O novo governo é, realmente, um experimento. E há gente, aqui no Líbano, surpreendida (e aflita) pelos muitos riscos inerentes a esse experimento. Dito mais claramente, o novo governo deve ser entendido como um 'piloto', ou um barômetro, para algum 'entendimento' sobre a Síria. Ou, ampliando um pouco mais a ideia, uma medida para construir confiança com vistas a algum acordo regional ainda a ser desdobrado.
O Líbano várias vezes fez esse papel de 'canário na mina' (para indicar se o ar é seguro e respirável, ou se há alta concentração de venenos na atmosfera). Esse governo 'canário na mina' fará, efetivamente, exatamente a mesma coisa.

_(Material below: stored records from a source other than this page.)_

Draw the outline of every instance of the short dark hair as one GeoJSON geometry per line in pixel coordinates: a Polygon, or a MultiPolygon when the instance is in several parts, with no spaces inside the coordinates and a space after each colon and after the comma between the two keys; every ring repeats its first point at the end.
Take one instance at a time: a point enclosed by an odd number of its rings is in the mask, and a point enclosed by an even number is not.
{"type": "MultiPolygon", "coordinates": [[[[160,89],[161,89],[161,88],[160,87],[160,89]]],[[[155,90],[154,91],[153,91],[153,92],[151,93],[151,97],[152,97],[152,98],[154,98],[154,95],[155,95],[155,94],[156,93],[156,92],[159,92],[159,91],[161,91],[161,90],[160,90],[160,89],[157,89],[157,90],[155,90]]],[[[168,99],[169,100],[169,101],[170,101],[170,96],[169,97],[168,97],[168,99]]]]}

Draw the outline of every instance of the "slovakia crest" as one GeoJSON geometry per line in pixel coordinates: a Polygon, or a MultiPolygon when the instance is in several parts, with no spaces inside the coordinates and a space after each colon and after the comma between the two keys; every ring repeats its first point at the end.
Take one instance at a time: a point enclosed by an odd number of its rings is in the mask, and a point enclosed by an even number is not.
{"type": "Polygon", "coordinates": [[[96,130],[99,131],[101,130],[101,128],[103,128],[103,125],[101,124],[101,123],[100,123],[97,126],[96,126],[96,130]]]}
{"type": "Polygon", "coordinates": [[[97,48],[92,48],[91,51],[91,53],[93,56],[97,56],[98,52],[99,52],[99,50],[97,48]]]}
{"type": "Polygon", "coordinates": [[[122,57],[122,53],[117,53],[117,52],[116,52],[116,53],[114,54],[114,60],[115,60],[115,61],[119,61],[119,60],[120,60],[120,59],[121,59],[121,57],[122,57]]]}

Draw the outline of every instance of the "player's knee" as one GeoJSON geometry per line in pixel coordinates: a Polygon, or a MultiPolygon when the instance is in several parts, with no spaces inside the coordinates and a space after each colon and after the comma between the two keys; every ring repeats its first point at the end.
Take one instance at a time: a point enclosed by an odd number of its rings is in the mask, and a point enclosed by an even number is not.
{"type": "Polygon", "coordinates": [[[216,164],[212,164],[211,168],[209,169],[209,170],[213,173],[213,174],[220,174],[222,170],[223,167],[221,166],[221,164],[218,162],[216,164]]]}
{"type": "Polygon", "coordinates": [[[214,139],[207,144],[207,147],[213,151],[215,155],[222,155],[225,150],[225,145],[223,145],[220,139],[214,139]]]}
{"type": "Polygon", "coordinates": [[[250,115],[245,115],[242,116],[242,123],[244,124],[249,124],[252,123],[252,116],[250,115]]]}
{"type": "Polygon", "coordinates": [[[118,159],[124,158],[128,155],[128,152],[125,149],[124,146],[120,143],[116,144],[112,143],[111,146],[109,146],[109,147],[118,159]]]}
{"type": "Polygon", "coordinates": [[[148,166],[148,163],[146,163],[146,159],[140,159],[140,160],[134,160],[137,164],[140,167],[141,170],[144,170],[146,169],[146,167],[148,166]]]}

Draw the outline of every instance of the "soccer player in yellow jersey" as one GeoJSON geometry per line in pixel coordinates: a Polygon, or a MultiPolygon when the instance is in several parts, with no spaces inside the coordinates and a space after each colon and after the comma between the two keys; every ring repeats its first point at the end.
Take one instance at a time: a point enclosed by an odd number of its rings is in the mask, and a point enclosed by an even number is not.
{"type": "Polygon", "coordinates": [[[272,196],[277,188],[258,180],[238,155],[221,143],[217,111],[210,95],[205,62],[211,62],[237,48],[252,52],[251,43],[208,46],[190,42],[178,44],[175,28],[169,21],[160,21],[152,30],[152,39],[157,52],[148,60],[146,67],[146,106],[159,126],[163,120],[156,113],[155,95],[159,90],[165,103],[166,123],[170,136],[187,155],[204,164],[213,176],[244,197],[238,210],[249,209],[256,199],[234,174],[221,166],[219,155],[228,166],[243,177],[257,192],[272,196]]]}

Assim sendo, o que há de tão significativo sobre esse novo governo?[1] Em primeiro lugar e sobretudo, o novo governo inclui o Hizbullah (que deliberadamente não procurou obter qualquer pasta peso-pesado no Gabinete, no atual alinhamento). Não esqueçamos que, há bem pouco tempo, o ex-primeiro-ministro Saad Hariri havia vetado qualquer arranjo de governo que incluísse o Hizbullah. Essa flagrante virada não pode ter acontecido sem, pelo menos, a tácita aprovação de Riad. E em segundo lugar, os partidos do movimento 14 de Março - mas, muito especialmente, Seyed Hasan Nasrallah - concordou com inverter, completamente, a tradição política libanesa.[2]
Ao longo dos anos, o Hizbullah e seus aliados cuidaram de manter a capacidade para influir na esfera da segurança (considerada a sempre presente ameaça israelense), enquanto o campo do Movimento 8 e Março sempre se interessou por controlar as lucrativas alavancas econômicas e financeiras dos negócios e do Estado. Nesse mais recente arranjo de novo governo, isso tudo aparece invertido.
É interessante que o Hizbullah e seus aliados tenham-se focado agora mais nos ministérios da Energia e das Finanças, exatamente quando o Líbano está para implantar sua Zona Econômica Exclusiva [orig. Exclusive Economic Zone (EEZ)] em águas territoriais, para exploração de gás e petróleo, na expectativa de que o Líbano possa usufruir de fatia significativa do imenso potencial da Bacia do Levante no Mediterrâneo Leste [orig. East Mediterranean Levant Basin].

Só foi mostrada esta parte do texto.